CHICAGO, IL – October 28, 2018 – Sen. Richard (Dick) Durbin
met with CEO George N. Miller, Jr., last week to hear the plethora of
concerns safety-net hospitals like The Loretto Hospital face in today’s
health care landscape.
“We were very pleased and honored to have Sen. Durbin at The Loretto
Hospital—someone who is an advocate for access to quality health
care for everyone. This was a great opportunity for us because we were
able to share our vision, our mission, and many of the challenges safety-net
hospitals like ours encounter on a daily basis,” George N. Miller,
Jr. said, president and CEO of The Loretto Hospital.
Surrounded by hospital leadership, board members, along with state Sen.
Kimberly Lightford, who represents the 4th district which includes the
Austin community, and state Rep. Camille Y. Lilly (78th), the roundtable-like
discussion covered an array of topics. At the top of the agenda were the
overall challenges associated with slow payments from Managed Care Organizations
(MCOs), low Medicaid reimbursement rates, health care disparities, and
The Loretto Hospital’s aim to improve population health outcomes
on the Greater West Side of Chicago.
Depending on where you live in Cook County, or your census tract, access
to quality health care may vary, including the average life expectancy,
which may vary by as much as 33 years, according to a City Lab news report,
a medium dedicated to analyzing pressing issues in the world’s metropolitan
areas and neighborhoods. According to the article, low-income, minority
communities like Austin seem to be hit much harder.
The Loretto Hospital, which is located right off the I-290 expressway,
is the only hospital in Austin serving a population of 97,463 residents.

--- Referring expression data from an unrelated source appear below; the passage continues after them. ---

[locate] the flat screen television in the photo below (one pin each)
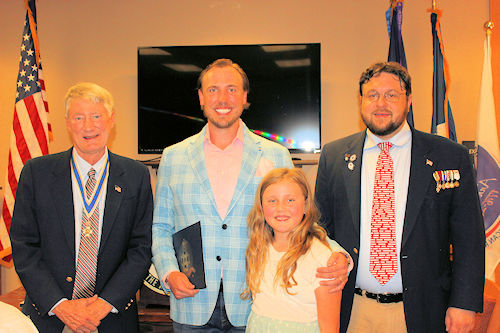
(285, 93)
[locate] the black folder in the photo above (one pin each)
(189, 252)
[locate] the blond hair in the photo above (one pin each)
(262, 235)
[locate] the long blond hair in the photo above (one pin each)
(262, 235)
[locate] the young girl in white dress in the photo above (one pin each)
(286, 246)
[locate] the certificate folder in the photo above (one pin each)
(189, 252)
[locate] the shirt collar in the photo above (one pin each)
(400, 139)
(85, 166)
(237, 139)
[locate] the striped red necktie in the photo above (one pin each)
(86, 267)
(383, 258)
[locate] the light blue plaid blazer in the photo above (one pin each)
(183, 197)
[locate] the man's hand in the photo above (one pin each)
(459, 320)
(336, 272)
(180, 285)
(99, 309)
(74, 314)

That covers about five zip codes, which includes Galewood, The Island,
North and South Austin. Overall, the community is comprised of 83 percent
African American, 11.4 percent Hispanic, 4.5 percent White, and about
five percent Asian. According to the Chicago Health Atlas, the community
has a higher prevalence of deaths from diseases such cancers, high blood
pressure, heart disease, renal failure, HIV and diabetes than other Chicago-area
communities. For instance, from 2012 – 2016, Austin had far more
residents die from diabetes
complications than all of Chicago (91.8 percent compared to 63.4 percent).

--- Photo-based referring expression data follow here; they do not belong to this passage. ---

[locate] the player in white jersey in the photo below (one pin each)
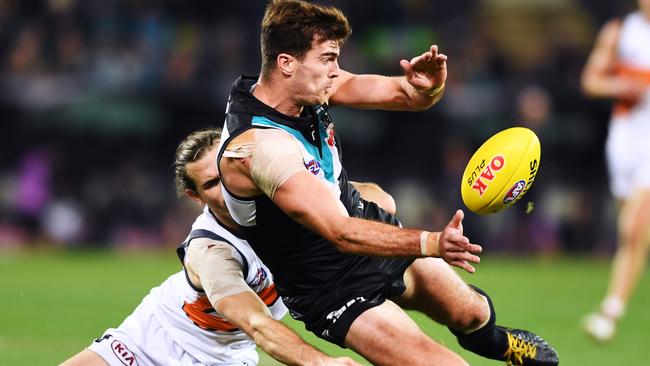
(619, 68)
(215, 310)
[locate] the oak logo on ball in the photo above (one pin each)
(501, 170)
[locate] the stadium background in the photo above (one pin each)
(95, 94)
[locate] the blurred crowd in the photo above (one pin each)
(95, 95)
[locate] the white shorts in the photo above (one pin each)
(628, 153)
(142, 341)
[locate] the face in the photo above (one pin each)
(205, 176)
(315, 73)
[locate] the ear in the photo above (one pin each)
(286, 64)
(194, 197)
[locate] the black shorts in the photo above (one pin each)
(368, 283)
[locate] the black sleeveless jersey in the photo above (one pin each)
(302, 262)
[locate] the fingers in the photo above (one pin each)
(407, 67)
(464, 265)
(457, 220)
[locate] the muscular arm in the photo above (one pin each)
(307, 200)
(212, 266)
(599, 78)
(420, 88)
(373, 192)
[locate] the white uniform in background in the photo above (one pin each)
(628, 147)
(176, 325)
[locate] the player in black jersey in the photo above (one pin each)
(332, 253)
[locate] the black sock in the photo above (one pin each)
(489, 341)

The community is also plagued with more opioid-related deaths than other
neighboring communities. In 2017, 64.6 percent of opioid-related deaths
occurred in the Austin community. With regard to maternal child health,
the Chicago Health Atlas also reports higher infant mortality rates for
the Austin community. The infant mortality rate is 10.5 percent per 1000
births in the communities served by Loretto. In Chicago communities overall,
it is only 7.9 percent.
“If you drive just a few miles East on I-290, the average life expectancy
is 88 years. In the Austin community, the average life expectancy is 68.2
years. This is a huge health disparity and it’s wrong. But we believe
health care disparities can be overcome, and The Loretto Hospital is determined
to lead the charge,” Miller said.
During their discussion, Miller shared how The Loretto Hospital is gearing
up to address these health disparities, but that it would require the
full and unbiased support from the State and health care policy decision
makers. With this in mind, he said the hospital has shifted its strategic
direction with a focus on growth, development and transformation.

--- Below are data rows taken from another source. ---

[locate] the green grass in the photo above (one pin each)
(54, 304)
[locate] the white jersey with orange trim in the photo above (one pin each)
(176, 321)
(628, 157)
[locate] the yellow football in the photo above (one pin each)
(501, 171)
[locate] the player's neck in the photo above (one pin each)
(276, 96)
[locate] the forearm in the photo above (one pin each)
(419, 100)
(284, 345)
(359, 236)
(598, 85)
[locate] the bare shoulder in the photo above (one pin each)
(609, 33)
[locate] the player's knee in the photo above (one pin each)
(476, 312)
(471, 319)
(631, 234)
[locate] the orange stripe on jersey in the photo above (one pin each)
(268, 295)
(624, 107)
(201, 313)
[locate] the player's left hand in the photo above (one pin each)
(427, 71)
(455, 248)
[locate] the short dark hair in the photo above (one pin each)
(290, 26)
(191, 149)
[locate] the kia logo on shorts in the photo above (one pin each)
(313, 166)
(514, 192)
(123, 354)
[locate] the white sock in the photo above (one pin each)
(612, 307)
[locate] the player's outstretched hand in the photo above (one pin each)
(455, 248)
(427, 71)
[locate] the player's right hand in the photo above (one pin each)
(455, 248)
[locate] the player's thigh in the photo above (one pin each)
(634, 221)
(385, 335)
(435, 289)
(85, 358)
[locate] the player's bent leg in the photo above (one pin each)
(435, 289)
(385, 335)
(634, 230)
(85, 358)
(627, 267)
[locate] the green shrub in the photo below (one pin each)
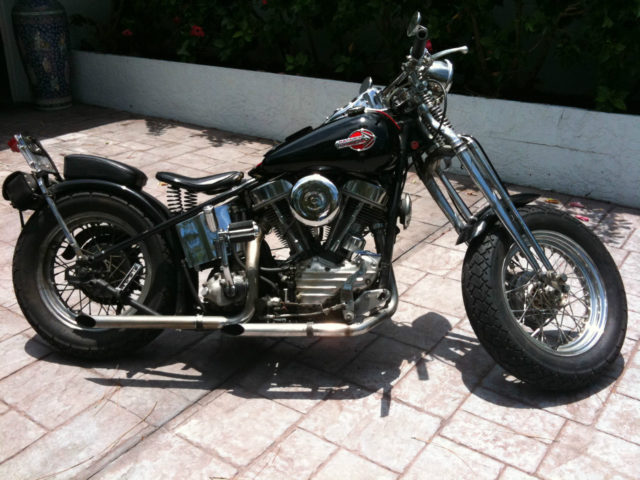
(582, 52)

“Our focus is to enhance our overall quality, and to expand our
services to improve access to care for the patients we serve, while creating
a more stable economic structure without having to rely so much on the
State for money,” Miller said.
At the conclusion of the meeting, Durbin received a full tour of the facility
and had a chance to meet The Loretto Hospital team members. He later shared
on social media: “Visited Loretto Hospital - Chicago, IL yesterday
to hear about the most pressing health topics affecting the hospital and
how we can work together to better serve the community.”